Cuando la operadora del 911 respondió por segunda vez, mi voz ya no temblaba.
—Quiero denunciar que mi suegra me empujó por las escaleras estando embarazada.
La enfermera cerró la puerta con discreción.
No intentó detenerme.
Solo me miró con una mezcla de compasión y respeto.
Media hora después llegaron dos agentes de la Fiscalía.
Andrés regresó justo cuando uno de ellos tomaba mi declaración.
Su rostro perdió el color.
—¿Qué está pasando?
Uno de los policías respondió antes que yo.
—La señora está presentando una denuncia por lesiones y por la muerte de sus hijos.
Andrés me observó como si no me reconociera.
—Lucía… hablamos de esto. Mi mamá es una mujer mayor.
Lo interrumpí.
—Mis hijos también tenían derecho a vivir.
El silencio fue absoluto.
Firmé la denuncia sin volver a mirarlo.
Dos días después me dieron de alta.
No regresé con Andrés.
Entré a nuestra casa únicamente para recoger mi ropa, mis documentos y las pocas cosas que realmente eran mías.
Mientras llenaba una maleta, escuché la voz de Teresa desde la cocina.
—Sabía que iba a hacer un drama.
Ni siquiera levanté la cabeza.
Andrés apareció detrás de ella.
—Solo llévate lo necesario.
Lo miré fijamente.
—No te preocupes. No pienso volver.
Subí a nuestra habitación por última vez.
Abrí el cajón del buró para guardar el cargador de mi teléfono.
Entonces encontré el celular viejo de Andrés.
Era el aparato que había cambiado meses atrás y que nunca había tirado.
Estaba descargado.
Lo conecté por simple impulso.
Mientras esperaba unos minutos, seguí guardando ropa.

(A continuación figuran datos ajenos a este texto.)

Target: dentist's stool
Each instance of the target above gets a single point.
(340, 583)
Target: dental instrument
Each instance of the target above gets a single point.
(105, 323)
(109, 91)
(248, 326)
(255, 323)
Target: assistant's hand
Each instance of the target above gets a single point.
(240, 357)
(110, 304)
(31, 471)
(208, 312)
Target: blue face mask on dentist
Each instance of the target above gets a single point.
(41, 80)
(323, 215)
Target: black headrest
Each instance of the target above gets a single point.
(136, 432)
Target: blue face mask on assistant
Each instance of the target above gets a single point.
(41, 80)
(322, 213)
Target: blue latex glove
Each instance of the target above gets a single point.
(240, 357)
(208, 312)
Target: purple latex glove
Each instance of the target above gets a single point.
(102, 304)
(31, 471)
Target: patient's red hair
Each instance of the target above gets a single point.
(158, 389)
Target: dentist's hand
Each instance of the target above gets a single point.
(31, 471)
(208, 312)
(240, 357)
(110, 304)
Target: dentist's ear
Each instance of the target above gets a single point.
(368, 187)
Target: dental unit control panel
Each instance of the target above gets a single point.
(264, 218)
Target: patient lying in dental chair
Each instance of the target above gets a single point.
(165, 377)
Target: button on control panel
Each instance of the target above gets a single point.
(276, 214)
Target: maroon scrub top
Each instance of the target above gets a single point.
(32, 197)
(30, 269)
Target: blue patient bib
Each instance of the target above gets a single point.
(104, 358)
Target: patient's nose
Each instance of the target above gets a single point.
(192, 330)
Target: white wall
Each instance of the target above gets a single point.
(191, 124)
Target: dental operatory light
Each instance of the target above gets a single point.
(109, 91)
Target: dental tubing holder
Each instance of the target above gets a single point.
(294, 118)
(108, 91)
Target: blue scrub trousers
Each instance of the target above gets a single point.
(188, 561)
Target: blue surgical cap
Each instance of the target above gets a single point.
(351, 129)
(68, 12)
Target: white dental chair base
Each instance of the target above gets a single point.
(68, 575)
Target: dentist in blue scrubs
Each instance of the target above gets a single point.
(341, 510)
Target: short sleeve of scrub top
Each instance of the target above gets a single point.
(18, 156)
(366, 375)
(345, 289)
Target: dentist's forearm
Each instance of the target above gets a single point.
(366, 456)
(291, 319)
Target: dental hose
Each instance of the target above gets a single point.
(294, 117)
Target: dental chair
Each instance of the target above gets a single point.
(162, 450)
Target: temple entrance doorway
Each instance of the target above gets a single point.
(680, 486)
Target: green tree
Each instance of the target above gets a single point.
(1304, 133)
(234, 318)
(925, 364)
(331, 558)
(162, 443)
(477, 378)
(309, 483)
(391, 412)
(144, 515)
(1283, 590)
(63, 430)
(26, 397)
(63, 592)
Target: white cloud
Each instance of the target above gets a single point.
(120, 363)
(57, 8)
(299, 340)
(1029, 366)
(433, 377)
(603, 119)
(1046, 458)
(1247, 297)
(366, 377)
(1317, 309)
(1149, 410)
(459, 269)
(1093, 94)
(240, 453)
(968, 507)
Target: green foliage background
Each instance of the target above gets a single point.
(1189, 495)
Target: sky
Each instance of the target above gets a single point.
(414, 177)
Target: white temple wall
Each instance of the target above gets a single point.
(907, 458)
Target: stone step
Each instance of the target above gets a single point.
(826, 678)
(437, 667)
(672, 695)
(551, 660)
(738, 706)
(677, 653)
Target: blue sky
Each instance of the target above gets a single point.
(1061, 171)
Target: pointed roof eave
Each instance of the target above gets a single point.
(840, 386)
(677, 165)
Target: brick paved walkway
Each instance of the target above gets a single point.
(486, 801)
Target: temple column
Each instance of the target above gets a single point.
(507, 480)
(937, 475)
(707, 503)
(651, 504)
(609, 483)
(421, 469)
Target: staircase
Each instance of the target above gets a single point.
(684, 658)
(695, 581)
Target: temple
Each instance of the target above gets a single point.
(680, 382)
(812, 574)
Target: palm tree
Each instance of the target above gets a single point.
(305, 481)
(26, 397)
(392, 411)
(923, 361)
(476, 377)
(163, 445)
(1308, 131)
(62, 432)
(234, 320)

La pantalla finalmente encendió.
No tenía contraseña.
Entré a la aplicación de mensajes.
Casi todo estaba vacío.
Había conversaciones eliminadas.

Pero una carpeta decía “Recuperados recientemente”.
Abrí la primera.
Era un chat entre Andrés y Teresa.
El corazón comenzó a latirme con fuerza.
Teresa: “Cuando nazcan los niños, ella va a querer quedarse con la casa.”
Andrés: “No te preocupes. Ya estoy preparando todo.”
Deslicé hacia arriba.
Otro mensaje.
Teresa: “Primero logra que firme los papeles. Después veremos cómo hacer que se vaya.”
Mi respiración se cortó.
Había decenas de mensajes.
Meses enteros.
No hablaban de reconciliar a la familia.
No hablaban de ayudarme durante el embarazo.
Planeaban cómo dejarme sin casa, sin dinero y sin ningún derecho sobre el patrimonio familiar.
Entonces apareció un audio.
Lo reproduje.
La voz de Teresa sonó perfectamente clara.
—Si pierde a esos bebés, será mucho más fácil convencerla de que se largue.
El teléfono cayó de mis manos.
Las piernas dejaron de sostenerme.
No sabía si aquella frase era una monstruosidad dicha con rabia… o la prueba de que la caída por las escaleras jamás había sido un accidente.
En ese instante escuché pasos subiendo hacia la habitación.
Era Andrés.
Y, por la expresión de su rostro, comprendí que acababa de darse cuenta de que yo había encontrado el único mensaje que nunca debí escuchar.